Clément Beaunesur BFM Business
Cette hypothèse est également accueillie avec distance en Allemagne. "La France souffre beaucoup plus économiquement que l'Allemagne de la pandémie", écrit notamment (en allemand) le chercheur Lucas Guttenberg, de l'Institut Jacques-Delors de Berlin. "Qu'elle se tire une balle dans le genou simplement pour un symbole politique et industriel n'est pas crédible", estime-t-il.
Des critiques sur la gestion européenne
Interpellé à ce sujet, le ministre de la Santé conservateur, Jens Spahn, a défendu le "chemin européen" pris jusqu'ici par son pays, tout comme la chancelière Angela Merkel. Laisser seuls les Etats membres aurait été synonyme de "compétition ruineuse", souligne pour sa part le Süddeutsche Zeitung (en allemand). Et si l'Allemagne aurait "probablement remporté cette course grâce à ses ressources financières", une compétition intra-européenne aurait abouti à "un désastre", poursuit le quotidien, surtout "pendant les mois de la présidence du Conseil de l'UE".

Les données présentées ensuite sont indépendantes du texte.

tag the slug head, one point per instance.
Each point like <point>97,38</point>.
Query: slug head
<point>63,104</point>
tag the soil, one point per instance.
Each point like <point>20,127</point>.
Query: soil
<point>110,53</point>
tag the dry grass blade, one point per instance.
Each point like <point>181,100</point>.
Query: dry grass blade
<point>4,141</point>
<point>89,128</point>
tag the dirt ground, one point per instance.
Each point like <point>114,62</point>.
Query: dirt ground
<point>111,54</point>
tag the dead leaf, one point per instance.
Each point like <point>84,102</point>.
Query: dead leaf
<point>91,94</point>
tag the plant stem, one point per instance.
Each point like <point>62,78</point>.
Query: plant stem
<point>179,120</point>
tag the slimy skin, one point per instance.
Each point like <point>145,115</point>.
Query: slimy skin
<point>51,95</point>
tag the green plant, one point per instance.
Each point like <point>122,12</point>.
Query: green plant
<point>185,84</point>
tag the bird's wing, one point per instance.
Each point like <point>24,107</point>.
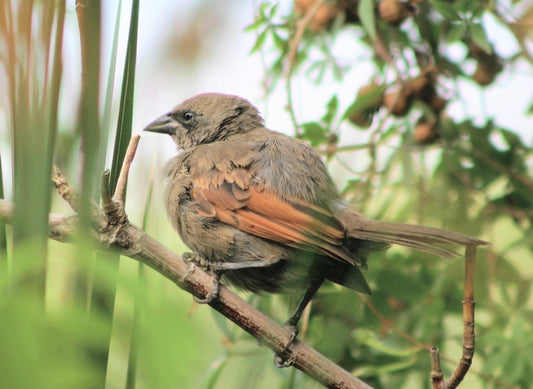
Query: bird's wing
<point>230,195</point>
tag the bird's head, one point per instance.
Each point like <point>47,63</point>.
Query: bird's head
<point>207,118</point>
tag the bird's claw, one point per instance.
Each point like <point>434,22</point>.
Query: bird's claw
<point>279,359</point>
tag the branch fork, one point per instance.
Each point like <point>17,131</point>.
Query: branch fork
<point>113,230</point>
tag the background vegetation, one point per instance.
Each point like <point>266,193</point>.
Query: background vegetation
<point>403,143</point>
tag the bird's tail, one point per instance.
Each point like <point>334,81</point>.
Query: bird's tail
<point>428,239</point>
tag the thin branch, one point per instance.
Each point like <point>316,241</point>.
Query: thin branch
<point>120,191</point>
<point>63,188</point>
<point>114,231</point>
<point>437,377</point>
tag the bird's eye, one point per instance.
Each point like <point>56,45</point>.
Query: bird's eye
<point>188,115</point>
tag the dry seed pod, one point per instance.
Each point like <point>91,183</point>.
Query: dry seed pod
<point>323,16</point>
<point>398,103</point>
<point>488,65</point>
<point>437,103</point>
<point>425,132</point>
<point>393,11</point>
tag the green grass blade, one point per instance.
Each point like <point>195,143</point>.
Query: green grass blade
<point>125,115</point>
<point>108,99</point>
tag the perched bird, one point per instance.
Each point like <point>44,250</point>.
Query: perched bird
<point>259,209</point>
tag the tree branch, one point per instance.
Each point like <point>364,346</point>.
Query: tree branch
<point>437,377</point>
<point>113,231</point>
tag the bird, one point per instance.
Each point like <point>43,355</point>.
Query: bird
<point>260,211</point>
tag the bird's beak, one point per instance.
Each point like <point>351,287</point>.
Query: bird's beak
<point>163,125</point>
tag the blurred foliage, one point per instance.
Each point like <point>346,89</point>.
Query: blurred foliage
<point>408,155</point>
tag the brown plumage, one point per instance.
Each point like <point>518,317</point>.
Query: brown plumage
<point>261,207</point>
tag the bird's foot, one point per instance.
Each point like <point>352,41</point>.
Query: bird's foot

Dans les faits, pourtant, Berlin ne ménage pas ses efforts et mène des initiatives unilatérales. Bien conscient qu'il allait manquer de vaccins, le gouvernement fédéral allemand n'a donc pas attendu l'Europe pour commander seul 30 millions de doses à BioNTech, en plus des 55,8 millions de doses auxquelles il a droit après répartition de la commande de la Commission européenne. Par ailleurs, le groupe allemand prévoit désormais de lancer en février une nouvelle ligne de production à Marburg, dans le Land de Hesse, qui pourrait produire 250 millions de doses au cours du premier semestre. Ce site allemand viendra renforcer l'usine belge de Puurs, où sont produits les lots à destination de l'UE.